University of Aarhus, Fredriksberg, Denmark
In recent years have witnessed an upsurge in the attention paid to the ethical aspects of our profession. Several reasons may be given including the technical advances within the medical field;
the profound secularization that has taken place in society and therefore also is reflected in medicine;
the pluralism seen in modern Western societies with a diversity of ideologies simultaneously present;
and the increasing respect for the autonomy of the patient with a consequent alteration of the therapist-patient relationship.
Within the psychiatric profession we have witnessed the emergence of several guidelines. Many have focused upon the universality of ethical principles, and the WPA Madrid Declaration is a good example of a set of principles that have been adopted by psychiatric associations worldwide.
The question is whether we have a particular Nordic approach to the ethical aspects of our profession?
The Nordic countries have a long tradition of collaboration.

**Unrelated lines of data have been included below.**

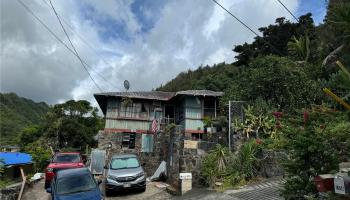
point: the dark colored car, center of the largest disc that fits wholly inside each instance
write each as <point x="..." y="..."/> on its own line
<point x="74" y="184"/>
<point x="125" y="172"/>
<point x="62" y="161"/>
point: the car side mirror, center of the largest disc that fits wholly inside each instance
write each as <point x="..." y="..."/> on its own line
<point x="49" y="190"/>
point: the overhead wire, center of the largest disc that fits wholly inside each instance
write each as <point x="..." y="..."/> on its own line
<point x="81" y="61"/>
<point x="290" y="12"/>
<point x="85" y="42"/>
<point x="55" y="35"/>
<point x="250" y="29"/>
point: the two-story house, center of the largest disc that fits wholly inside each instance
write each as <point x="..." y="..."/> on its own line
<point x="128" y="114"/>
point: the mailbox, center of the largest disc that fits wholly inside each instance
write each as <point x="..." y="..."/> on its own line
<point x="186" y="182"/>
<point x="342" y="184"/>
<point x="324" y="182"/>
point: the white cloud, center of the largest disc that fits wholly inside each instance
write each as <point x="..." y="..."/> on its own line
<point x="185" y="35"/>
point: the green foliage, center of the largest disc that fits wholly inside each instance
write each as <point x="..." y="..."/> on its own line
<point x="29" y="135"/>
<point x="300" y="48"/>
<point x="339" y="19"/>
<point x="222" y="166"/>
<point x="277" y="80"/>
<point x="246" y="162"/>
<point x="40" y="153"/>
<point x="275" y="39"/>
<point x="16" y="113"/>
<point x="315" y="147"/>
<point x="259" y="125"/>
<point x="214" y="165"/>
<point x="72" y="124"/>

The countries have many similarities with ethical implications such as a long history of democracy, constitutions securing the freedom and rights of their citizens.
We generally believe in basing our society on a welfare model with a well-founded public system for as well education as health providing easy and equitable access to health services for all citizens.
With globalization such rights are however increasingly challenged and the paper will discuss the implications this has on the Nordic system with particular reference to equity in access to services.